'How do 'moral' rights differ from other rights in copyright legislation?'
Within this essay I shall be looking at the differences between 'moral' rights and other copyright rights contained in recent legislation. Namely there were three such moral rights that were introduced into the UK copyright law for the first time in the Copyright Designs and Patents Act 1988 . These were, the right of Paternity, the right of Integrity and the right of privacy in certain films and photographs. Also included was, the right to not have the false attribution of Authorship, which already existed but in a somewhat different form under the Copyright Act 1956 . These shall all be discussed in depth with references to specific case law and in comparison with other copyright legislation.

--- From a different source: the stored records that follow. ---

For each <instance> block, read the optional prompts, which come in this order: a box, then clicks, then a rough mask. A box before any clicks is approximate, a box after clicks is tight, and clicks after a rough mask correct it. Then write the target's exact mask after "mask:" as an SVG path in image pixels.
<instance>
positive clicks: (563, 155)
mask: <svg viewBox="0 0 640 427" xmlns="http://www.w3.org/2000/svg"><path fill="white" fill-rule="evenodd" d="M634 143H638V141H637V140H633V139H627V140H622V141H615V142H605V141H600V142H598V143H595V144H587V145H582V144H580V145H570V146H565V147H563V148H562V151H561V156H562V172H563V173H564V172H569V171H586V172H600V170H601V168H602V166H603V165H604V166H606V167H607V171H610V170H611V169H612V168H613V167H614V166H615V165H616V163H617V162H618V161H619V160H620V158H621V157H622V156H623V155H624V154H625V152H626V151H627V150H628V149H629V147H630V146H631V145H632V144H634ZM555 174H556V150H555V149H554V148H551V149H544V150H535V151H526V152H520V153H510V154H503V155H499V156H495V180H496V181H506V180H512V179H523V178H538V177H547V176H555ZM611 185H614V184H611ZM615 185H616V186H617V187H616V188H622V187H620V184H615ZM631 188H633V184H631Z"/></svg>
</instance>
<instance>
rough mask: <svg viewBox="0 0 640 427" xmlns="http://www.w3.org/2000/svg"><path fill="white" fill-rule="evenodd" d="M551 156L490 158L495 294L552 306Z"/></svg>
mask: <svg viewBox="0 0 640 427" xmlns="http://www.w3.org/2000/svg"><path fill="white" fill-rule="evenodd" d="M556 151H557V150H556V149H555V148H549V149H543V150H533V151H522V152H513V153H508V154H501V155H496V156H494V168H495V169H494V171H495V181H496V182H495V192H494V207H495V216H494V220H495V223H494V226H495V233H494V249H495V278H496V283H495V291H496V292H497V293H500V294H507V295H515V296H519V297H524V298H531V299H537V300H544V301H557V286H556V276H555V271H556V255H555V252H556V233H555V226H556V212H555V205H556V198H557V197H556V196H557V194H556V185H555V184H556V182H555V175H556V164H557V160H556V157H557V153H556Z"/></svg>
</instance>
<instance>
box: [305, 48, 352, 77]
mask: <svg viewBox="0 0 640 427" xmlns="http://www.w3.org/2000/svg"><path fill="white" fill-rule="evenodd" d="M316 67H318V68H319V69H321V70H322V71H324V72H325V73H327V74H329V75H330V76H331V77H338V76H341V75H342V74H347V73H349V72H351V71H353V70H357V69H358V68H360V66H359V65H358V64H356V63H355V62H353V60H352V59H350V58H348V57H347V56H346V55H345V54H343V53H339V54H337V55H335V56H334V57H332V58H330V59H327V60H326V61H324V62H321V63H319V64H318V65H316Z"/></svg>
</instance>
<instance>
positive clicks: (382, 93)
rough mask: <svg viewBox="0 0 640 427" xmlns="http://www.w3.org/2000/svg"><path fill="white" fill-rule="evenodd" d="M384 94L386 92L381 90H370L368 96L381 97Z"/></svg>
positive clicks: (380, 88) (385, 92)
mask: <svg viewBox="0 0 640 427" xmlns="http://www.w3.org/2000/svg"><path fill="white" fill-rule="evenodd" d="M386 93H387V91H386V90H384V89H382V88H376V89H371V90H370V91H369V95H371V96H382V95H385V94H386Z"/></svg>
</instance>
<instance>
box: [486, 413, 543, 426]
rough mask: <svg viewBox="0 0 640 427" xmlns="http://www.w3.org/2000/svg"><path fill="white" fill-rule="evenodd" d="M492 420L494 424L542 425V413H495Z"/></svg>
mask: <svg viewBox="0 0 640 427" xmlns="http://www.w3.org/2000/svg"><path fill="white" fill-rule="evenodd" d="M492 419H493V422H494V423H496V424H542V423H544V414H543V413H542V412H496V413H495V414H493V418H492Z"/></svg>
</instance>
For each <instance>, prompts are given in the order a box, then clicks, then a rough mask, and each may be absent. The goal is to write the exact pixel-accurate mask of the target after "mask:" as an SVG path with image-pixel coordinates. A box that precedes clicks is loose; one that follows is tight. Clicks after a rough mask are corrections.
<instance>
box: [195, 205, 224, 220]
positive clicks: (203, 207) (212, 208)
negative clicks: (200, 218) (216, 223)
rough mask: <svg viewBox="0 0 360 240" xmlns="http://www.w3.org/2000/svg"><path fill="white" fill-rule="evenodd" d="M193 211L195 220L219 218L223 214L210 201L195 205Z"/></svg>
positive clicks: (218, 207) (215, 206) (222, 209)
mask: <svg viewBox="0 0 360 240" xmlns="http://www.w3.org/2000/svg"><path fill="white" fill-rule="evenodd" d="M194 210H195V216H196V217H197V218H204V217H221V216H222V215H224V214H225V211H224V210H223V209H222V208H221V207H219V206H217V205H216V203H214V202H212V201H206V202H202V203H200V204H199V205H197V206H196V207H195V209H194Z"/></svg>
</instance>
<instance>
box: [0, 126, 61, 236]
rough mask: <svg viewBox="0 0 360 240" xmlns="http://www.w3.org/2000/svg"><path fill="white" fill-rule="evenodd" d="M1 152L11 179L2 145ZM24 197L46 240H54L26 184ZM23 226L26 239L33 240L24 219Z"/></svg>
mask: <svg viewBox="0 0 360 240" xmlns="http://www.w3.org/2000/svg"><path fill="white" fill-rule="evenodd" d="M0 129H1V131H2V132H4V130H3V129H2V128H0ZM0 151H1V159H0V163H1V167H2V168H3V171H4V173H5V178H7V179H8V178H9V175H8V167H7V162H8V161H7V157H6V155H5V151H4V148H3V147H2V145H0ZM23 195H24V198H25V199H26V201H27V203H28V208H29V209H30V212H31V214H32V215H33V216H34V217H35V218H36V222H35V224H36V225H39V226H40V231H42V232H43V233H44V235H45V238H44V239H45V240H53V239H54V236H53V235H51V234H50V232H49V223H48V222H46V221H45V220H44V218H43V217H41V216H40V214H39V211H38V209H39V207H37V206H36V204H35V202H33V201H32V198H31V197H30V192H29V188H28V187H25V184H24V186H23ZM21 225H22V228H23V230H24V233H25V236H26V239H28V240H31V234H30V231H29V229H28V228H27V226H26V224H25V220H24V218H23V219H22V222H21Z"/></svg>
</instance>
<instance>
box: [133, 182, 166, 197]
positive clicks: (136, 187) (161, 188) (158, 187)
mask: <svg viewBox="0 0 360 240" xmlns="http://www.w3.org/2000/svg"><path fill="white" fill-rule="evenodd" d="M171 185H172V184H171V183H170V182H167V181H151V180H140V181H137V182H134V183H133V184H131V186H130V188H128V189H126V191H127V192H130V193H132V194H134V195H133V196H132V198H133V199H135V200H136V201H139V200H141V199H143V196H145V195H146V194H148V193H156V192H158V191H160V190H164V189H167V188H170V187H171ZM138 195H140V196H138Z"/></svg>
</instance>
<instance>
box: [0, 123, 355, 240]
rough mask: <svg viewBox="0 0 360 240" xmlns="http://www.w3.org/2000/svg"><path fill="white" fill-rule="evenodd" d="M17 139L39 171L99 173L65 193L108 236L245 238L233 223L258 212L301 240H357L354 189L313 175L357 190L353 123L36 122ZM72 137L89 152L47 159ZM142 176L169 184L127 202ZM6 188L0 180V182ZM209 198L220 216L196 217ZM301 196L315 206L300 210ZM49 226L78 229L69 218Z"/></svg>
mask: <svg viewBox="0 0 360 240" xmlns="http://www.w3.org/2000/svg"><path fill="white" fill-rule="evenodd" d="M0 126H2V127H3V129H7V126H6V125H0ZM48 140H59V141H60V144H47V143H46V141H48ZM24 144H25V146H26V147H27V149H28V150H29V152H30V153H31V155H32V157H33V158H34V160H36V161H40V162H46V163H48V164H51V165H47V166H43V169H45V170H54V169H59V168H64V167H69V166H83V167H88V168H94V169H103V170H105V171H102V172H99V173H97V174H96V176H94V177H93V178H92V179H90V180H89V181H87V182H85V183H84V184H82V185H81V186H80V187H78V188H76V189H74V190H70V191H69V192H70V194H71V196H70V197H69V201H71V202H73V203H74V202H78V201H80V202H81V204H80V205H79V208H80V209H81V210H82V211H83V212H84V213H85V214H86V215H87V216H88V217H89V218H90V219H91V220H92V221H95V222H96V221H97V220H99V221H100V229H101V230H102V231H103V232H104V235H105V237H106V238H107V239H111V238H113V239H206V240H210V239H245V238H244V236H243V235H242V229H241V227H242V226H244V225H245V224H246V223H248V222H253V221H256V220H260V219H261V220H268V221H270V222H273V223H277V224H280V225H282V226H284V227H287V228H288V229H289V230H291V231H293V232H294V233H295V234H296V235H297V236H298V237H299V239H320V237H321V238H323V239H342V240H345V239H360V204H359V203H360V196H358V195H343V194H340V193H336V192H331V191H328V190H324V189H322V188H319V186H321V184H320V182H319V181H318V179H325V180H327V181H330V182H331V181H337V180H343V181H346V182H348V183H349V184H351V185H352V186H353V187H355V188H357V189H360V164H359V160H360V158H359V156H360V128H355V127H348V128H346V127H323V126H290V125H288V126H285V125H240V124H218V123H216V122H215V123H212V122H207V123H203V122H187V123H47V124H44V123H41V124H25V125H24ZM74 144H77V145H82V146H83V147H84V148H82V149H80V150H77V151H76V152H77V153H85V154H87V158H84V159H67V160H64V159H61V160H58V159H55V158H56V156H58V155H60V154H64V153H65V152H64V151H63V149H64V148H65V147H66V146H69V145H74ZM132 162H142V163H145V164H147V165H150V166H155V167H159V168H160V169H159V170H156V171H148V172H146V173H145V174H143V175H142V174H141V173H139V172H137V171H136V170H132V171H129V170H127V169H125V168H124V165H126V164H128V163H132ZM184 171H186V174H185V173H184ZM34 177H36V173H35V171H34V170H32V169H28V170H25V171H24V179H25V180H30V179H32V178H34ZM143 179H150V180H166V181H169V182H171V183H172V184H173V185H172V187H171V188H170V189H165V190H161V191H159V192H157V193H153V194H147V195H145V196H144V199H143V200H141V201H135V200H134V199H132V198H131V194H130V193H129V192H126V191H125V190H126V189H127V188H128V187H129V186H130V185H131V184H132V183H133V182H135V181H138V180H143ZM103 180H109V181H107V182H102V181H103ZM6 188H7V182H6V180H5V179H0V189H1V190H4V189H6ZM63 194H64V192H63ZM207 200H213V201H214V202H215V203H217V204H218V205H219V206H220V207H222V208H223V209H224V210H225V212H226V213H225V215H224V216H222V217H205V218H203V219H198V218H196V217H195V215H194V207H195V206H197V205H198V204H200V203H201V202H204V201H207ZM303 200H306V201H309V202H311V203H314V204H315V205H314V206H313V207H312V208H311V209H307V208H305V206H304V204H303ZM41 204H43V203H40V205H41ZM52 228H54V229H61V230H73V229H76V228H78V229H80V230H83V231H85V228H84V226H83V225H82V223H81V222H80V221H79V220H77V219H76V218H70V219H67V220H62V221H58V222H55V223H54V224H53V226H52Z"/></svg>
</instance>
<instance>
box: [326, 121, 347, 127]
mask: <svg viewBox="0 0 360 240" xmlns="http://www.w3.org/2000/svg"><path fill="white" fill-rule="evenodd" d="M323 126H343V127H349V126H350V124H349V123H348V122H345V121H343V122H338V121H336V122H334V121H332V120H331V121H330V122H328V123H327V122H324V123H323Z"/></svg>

It is firstly necessary to understand the main difference between moral rights and other rights contained in the Copyright Designs and Patents Act 1988. They are a totally separate group of rights to those that were already in place. Those that existed already including the right to perform for example are all classed as economic rights, this means that they protect the property rights of the person who created the material in question, be it in the form of a written piece of work or a painting.
Moral rights however, seek to protect something other than the economic rights. They are in whole there to protect the person's honour and reputation. They were put in place to protect such attributes, as in a way the creators material is an extension of the creator's personality. Therefore, whatever is done with the material that they may have produced, could have a direct effect upon their reputation.